Cronicando: Fragrâncias

Robledo Carlos (de Divinópolis)

Cronicando: Fragrâncias
Robledo Carlos é representante comercial




É quando o sol invade o meu silêncio, obsceno de buscas invisíveis que, notadamente em tela imaginária, me vêm tais lembranças em soleiras e portais.

Procuro, às vezes, entender o motivo que me faz assim, um saudosista inveterado, ranzinza e só.

Minha contemplação ao sentimento, quase sempre é provocado por cheiros, imagens simplistas ou, até mesmo, o silêncio.

Uma pequena caixa de aviamentos, alguns carretéis de linhas usadas, agulhas, colchetes, alfinetes e um dedal.

Sobre a mesa, exposto em uma cestinha, alguns pares de meias a serem cerzidas, geralmente no calcanhar, e um ovo, para o serviço se tornar quase uma perfeição.

Cheiro de fragrância de vó, sabonete delicado de lavanda, um velho óculos de grau e um olhar repleto de ternura e graça.

As mãos trabalham delicadamente sob o buraco da meia onde o ovo delimita o defeito para a cerzimento, nota-se mãos rudes, porém delicadas, com pequenas manchas no dorso, murchas até.

Concentrado mecanismo de serventia de uma vida inteira, agora aos outros, não somente a seus filhos. Queria eu estar agora para ao menos sonhar o que estavas a pensar, qual era a sua preocupação momentânea, ou se era somente o buraco da meia.

Interrompe minha lucidez um mosquito sobre a minha mão já também gasta pelo tempo.

Noutras, retorno em receber das mesmas mãos, uma caneca de leite quente, percebe-se o açúcar queimado esvoaçante entre assopros e minhas narinas, que envolto em minhas mãos, a vê retornando arrastando o chinelo com certo grau de dificuldade.

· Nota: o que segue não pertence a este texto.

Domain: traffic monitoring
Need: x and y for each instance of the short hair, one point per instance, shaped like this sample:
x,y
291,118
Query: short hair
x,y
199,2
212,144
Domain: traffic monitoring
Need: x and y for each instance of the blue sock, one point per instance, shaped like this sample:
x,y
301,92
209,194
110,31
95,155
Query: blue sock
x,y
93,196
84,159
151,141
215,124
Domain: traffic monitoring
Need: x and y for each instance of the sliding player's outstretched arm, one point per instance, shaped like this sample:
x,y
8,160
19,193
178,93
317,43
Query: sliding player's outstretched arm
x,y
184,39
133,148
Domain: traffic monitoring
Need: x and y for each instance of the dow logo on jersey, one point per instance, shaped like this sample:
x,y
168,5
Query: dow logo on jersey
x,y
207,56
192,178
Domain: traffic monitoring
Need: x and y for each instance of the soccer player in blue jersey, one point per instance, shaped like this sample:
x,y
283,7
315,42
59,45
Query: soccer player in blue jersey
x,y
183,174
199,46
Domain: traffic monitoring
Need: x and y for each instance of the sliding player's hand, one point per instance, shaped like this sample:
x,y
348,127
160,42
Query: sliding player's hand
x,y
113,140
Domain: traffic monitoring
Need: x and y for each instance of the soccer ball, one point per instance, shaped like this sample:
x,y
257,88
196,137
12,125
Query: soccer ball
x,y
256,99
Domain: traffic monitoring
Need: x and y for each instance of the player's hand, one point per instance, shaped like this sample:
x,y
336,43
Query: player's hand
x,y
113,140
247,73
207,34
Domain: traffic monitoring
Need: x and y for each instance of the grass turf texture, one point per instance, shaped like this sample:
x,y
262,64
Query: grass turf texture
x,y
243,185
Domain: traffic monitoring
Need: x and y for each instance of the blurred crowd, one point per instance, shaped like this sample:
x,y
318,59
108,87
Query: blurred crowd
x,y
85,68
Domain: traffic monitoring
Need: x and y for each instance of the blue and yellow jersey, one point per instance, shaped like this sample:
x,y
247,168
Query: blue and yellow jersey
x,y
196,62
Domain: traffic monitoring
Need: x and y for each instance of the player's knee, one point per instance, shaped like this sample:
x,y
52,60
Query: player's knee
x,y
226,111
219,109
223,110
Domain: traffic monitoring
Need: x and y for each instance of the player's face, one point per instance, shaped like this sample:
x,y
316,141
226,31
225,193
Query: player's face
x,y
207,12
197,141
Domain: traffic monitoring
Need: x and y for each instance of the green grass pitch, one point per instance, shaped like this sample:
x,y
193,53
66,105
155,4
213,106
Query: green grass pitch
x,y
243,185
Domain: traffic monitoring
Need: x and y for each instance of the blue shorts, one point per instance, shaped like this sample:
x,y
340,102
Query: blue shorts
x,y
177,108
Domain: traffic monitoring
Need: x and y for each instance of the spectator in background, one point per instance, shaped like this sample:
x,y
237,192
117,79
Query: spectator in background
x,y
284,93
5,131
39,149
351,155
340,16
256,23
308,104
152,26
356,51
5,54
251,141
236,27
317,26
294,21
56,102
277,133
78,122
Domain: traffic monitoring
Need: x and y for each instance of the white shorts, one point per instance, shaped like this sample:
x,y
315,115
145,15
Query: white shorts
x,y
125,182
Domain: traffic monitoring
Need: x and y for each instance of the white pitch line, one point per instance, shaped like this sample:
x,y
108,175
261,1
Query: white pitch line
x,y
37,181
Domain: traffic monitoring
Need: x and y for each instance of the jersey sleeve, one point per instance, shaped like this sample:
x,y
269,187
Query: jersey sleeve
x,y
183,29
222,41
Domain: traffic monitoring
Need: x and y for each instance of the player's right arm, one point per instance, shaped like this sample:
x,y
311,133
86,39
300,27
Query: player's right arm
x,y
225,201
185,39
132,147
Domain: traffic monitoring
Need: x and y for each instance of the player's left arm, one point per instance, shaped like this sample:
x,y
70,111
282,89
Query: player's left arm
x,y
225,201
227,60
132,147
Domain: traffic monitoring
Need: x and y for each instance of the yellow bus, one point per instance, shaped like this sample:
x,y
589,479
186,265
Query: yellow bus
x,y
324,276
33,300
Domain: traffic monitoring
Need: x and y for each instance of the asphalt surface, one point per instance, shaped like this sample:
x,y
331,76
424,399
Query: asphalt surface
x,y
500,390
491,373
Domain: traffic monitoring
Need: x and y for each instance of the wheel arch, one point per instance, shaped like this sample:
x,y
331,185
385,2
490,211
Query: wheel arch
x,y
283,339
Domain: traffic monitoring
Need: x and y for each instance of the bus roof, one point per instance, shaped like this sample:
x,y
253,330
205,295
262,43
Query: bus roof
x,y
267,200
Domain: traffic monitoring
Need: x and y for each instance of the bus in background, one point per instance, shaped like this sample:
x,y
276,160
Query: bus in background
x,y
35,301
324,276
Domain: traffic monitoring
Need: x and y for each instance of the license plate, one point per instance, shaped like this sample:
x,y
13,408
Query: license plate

Amor servil, continuismo de essência maternal de carinho e zelo.

A vida não pode ser só aqui, seriam necessários alguns milênios para me acostumar sem ela, ou melhor, para que eu agora pudesse servi-la.

Uma velha gaveta com alguns sabonetes de presentes ganhados, umas cartas envoltas em fios de lã, algumas orações de santos devotos e um velho terço gasto, alguns grampos de cabelo, algumas fitas e uma escova.

Ainda a vejo admirar uma foto velha de meu avô, pacientemente fitando os seus olhos enamorados.

O que mais gosto em tudo isso, é que o sol sempre me invade em luz, pelo menos por enquanto, nesse meu refúgio de fragrâncias.